1983 was a year of enormously-impacting long players, from Michael Jackson's Thriller to New Order's Power, Corruption and Lies. But as pop headed towards the dancefloor, the Chameleons produced a debut that didn't define the era - there's nothing about Script's passion and poignancy that screams "1983" - but transcended it. It opens with a memorable - and never correctly identified, despite many fans' efforts! - snatch of dialogue the band recorded from the television. No matter where they come from - not Gone With The Wind, as is often speculated - the words "In the autumn before winter, comes man's last mad surge of youth" uncannily but perfectly set the scene for the madly euphoric but troubled and unsettled anthems which follow.

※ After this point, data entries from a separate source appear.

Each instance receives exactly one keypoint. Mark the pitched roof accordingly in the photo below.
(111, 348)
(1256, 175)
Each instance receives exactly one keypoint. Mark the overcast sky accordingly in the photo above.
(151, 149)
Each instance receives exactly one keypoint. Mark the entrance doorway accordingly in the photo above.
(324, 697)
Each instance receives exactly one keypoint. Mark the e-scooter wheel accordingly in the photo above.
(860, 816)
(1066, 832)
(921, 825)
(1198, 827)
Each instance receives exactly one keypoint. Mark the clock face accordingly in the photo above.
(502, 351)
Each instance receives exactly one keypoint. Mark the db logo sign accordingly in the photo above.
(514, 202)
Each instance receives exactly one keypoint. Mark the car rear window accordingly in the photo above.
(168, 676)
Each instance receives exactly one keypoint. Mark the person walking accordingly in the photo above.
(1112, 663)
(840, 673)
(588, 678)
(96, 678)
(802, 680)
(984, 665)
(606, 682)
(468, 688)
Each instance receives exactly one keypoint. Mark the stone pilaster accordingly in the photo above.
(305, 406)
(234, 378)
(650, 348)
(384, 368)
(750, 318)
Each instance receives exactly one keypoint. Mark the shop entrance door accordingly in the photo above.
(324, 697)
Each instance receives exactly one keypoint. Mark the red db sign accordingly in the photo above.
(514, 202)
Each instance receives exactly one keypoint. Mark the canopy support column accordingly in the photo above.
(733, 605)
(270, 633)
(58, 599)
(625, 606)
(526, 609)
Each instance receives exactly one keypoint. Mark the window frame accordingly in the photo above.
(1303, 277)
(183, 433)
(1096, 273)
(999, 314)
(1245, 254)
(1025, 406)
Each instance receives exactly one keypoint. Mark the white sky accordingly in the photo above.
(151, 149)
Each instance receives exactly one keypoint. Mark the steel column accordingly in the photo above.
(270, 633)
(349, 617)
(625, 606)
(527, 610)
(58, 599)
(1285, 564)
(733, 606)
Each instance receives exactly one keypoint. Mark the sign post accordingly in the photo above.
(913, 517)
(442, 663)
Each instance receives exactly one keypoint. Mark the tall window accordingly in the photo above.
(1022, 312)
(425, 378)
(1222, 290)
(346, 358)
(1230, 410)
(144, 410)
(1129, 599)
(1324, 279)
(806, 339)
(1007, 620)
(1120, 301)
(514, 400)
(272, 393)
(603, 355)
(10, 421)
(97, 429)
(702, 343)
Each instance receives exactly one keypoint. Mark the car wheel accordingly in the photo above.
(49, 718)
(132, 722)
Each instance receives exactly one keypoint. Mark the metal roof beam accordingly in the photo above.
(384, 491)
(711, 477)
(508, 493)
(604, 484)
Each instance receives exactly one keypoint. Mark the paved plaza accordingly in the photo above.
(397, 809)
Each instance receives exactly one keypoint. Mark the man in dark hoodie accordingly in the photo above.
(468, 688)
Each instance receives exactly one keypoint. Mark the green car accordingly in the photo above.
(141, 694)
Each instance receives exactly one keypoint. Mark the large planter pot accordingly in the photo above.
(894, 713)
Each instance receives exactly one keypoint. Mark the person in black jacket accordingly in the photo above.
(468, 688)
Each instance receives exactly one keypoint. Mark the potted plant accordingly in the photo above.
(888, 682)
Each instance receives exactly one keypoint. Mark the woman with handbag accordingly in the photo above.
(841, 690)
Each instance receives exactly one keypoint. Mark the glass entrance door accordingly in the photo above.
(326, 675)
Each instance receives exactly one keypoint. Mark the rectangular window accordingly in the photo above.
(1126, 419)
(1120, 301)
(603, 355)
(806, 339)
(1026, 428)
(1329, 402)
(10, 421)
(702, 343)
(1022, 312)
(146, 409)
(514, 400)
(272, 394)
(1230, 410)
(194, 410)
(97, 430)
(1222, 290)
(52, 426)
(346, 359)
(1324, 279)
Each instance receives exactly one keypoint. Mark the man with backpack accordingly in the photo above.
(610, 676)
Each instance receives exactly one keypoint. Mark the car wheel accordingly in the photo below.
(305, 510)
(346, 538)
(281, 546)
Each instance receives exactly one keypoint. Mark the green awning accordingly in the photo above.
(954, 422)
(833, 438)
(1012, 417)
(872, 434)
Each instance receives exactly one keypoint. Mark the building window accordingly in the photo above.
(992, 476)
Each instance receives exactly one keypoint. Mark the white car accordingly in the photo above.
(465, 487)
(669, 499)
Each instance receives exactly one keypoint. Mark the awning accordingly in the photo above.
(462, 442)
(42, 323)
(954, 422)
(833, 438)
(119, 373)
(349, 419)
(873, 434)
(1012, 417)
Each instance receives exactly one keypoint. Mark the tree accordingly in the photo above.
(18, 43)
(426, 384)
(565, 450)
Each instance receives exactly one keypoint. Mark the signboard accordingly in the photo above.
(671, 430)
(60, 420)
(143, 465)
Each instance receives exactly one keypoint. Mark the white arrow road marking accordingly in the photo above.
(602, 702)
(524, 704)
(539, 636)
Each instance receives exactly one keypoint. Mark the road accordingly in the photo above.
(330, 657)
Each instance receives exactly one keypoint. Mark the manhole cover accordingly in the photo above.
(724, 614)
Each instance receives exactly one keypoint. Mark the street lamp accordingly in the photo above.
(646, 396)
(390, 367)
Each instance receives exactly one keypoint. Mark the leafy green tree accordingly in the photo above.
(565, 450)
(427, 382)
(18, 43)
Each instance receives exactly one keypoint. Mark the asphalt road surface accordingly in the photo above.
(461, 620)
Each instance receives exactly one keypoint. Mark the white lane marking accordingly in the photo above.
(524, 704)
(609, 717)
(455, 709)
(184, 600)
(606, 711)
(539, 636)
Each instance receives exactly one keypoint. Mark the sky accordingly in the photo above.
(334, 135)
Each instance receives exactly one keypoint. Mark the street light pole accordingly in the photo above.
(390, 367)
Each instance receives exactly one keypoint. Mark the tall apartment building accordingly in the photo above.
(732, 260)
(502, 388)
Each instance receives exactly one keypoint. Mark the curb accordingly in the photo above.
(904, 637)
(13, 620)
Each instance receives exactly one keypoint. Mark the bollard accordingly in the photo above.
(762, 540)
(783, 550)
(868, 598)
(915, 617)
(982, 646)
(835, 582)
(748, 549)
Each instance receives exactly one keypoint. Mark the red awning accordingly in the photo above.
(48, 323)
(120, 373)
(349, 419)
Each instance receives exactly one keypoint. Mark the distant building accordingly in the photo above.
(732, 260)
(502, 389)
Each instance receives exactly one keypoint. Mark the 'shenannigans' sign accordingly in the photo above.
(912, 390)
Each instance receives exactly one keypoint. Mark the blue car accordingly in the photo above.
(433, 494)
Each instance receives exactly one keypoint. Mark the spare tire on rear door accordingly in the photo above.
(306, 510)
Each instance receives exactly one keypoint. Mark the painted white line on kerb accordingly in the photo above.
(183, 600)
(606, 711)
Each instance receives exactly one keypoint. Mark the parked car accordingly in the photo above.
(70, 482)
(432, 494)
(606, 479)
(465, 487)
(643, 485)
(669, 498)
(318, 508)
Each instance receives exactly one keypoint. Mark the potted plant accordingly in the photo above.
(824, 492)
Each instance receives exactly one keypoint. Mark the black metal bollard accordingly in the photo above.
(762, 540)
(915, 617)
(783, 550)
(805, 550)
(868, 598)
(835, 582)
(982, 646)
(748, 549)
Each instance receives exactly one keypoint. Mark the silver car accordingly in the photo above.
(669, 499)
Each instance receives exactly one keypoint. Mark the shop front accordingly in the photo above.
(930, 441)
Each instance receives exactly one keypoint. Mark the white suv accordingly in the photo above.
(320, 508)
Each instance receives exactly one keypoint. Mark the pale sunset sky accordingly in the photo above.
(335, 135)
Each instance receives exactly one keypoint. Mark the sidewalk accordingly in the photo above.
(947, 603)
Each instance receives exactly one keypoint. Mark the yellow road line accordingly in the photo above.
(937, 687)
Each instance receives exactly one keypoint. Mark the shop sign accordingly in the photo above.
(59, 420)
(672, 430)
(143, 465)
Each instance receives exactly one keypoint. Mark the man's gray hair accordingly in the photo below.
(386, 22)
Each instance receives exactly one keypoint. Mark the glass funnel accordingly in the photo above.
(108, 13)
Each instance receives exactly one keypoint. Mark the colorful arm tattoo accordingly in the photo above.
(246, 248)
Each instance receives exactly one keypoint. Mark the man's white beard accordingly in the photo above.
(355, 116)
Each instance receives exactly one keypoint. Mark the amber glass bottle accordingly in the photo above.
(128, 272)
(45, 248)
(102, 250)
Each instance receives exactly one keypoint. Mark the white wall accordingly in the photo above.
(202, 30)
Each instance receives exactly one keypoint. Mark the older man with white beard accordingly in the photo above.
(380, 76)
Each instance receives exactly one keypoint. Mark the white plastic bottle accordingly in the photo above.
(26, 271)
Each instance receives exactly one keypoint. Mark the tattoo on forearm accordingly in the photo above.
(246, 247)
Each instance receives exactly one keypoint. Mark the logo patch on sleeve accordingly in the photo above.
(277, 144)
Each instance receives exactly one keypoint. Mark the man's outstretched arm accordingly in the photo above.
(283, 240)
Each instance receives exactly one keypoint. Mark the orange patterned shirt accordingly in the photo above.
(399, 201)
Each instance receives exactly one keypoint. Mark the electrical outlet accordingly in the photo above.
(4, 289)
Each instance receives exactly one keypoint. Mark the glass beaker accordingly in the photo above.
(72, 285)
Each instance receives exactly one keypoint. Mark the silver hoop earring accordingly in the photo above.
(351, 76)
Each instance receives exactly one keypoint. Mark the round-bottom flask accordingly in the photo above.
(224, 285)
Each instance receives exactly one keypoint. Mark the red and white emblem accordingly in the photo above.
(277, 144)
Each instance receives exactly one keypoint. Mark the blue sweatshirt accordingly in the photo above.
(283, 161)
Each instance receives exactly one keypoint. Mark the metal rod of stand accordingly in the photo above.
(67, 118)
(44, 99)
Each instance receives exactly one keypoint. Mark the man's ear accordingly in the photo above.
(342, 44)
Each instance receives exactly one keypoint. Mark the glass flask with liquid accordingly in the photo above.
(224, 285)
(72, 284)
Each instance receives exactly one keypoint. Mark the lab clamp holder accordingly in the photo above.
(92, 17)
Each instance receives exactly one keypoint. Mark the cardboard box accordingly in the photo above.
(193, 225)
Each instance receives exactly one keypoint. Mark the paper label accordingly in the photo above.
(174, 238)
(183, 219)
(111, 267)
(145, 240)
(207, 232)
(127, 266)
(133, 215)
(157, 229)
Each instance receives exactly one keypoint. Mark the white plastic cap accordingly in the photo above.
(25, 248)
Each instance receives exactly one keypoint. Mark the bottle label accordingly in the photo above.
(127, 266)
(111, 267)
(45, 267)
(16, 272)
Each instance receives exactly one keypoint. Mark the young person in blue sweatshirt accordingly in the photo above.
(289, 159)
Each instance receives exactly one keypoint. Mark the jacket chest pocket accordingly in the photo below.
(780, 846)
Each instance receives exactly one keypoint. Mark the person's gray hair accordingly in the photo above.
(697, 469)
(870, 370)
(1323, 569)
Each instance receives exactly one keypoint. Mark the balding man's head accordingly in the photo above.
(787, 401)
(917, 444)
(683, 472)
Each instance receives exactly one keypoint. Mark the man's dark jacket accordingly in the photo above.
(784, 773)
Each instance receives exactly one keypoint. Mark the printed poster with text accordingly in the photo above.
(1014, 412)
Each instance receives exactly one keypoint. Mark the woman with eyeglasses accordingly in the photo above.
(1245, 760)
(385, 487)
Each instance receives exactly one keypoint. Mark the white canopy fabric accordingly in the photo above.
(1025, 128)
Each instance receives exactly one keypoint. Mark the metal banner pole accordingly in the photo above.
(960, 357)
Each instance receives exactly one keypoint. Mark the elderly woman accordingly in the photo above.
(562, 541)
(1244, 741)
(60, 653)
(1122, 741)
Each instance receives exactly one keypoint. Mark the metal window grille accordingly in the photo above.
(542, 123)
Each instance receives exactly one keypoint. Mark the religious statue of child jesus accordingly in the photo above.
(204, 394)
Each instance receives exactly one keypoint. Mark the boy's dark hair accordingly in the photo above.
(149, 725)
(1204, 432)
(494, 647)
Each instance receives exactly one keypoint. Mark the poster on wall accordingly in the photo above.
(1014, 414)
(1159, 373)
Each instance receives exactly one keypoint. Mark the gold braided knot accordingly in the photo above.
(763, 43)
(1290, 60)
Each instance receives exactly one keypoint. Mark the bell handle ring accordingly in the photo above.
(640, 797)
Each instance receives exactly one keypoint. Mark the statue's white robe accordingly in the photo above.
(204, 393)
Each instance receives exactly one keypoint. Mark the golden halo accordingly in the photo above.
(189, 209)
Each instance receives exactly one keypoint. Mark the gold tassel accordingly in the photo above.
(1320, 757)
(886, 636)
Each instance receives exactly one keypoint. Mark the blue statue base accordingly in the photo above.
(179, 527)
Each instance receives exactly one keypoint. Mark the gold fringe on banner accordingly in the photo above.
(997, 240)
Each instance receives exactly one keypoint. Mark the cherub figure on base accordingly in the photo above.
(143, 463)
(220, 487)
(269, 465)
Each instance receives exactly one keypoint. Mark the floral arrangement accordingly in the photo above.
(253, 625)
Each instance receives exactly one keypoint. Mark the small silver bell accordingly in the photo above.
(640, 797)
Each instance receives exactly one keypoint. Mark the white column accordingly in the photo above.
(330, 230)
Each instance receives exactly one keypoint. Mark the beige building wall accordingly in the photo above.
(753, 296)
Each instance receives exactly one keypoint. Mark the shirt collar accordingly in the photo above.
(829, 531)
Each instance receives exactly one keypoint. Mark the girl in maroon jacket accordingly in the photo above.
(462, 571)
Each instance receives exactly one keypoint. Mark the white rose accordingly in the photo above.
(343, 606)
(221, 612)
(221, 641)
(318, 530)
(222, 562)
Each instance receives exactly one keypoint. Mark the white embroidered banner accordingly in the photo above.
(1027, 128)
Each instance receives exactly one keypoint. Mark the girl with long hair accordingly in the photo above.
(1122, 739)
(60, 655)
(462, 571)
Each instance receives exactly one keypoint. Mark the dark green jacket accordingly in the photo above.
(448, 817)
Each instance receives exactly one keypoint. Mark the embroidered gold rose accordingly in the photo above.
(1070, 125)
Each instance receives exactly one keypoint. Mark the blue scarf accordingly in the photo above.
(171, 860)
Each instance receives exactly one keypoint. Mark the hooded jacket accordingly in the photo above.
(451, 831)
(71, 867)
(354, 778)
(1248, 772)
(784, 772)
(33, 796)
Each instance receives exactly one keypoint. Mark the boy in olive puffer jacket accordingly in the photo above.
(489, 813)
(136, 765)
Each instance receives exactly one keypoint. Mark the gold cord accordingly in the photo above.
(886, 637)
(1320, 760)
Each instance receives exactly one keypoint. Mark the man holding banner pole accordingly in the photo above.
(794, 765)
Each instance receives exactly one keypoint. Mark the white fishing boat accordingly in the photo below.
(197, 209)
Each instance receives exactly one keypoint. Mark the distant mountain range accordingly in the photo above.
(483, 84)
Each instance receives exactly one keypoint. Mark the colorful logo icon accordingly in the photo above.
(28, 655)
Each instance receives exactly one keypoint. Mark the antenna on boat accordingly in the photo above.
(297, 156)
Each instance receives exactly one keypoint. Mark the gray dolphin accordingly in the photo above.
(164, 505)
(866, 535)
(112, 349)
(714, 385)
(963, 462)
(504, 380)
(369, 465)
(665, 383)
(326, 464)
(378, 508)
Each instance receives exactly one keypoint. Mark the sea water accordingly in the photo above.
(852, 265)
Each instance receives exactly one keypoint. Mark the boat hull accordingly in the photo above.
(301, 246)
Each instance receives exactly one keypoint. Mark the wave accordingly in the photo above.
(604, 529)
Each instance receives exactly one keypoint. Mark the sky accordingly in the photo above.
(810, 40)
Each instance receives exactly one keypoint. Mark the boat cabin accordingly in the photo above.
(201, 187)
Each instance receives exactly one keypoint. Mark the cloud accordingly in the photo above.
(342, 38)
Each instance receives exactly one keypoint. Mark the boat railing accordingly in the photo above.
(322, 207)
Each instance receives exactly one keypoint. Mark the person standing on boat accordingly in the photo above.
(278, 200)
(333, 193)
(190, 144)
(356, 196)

It's an album that still sounds packed with instant classics, from powerful opener Don't Fall - Burgess in less regular role as out and out rocker, under attack by unseen enemies and screaming of "backs against the wall" - to the quietly hushed promise of Pleasure And Pain, or Fielding and Smithies' almost breathtakingly tear-jerking intro to Less Than Human.
But if there's one song that sums up Script - and possibly provides the highlight of their whole career - it's the six minutes and 51 seconds of almost hallucinatory perfection that make up Second Skin: a brilliant song about transient highs and illusory beauty with a melody to match Burgess's memorable chorus: "If this is the stuff that dreams are made of, then no wonder I feel like I'm floating on air." In 1983, Second Skin tore up John Peel's Festive Fifty, the first signifier that among like-minded souls around the country - as they later would around the world - the Chameleons' songs were striking a chord.
And so here we are 25 years later, with the 25th anniversary edition of Script Of The Bridge that is appropriately the best version of the album ever released and for that we can thank Mark Burgess's Mum. Amazingly, the original master tapes were found in Mrs. Burgess's attic, in a fragile state, but thanks to a modern technique known as "baking" they've been restored to their original glory for this digital format. For the first time, unlike any previous release, this is the sound the band themselves heard in the studio in those mythical, far off days.
The Chameleons made three further studio albums - 1985's What Does Anything Mean Basically?, 1987's Strange Times (for major Geffen, following Statik's collapse - another major blow) and the post-reunion Why Call It Anything? Each of them is as wonderful as they are different, and all bearing Reg Smithies' distinctive artwork. But for anyone new to the Chameleons, Script is the obvious and perfect place to start: at the beginning. If this album were being recorded today, it wouldn't sound at all out of place among the Bloc Partys and Interpols, although at 25 years and counting, will probably outlive them all. One song is particularly ironic. "Tomorrow, remember yesterday," Mark Burgess sings poignantly on Nostalgia. He couldn't have been more right. Script Of The Bridge is timeless.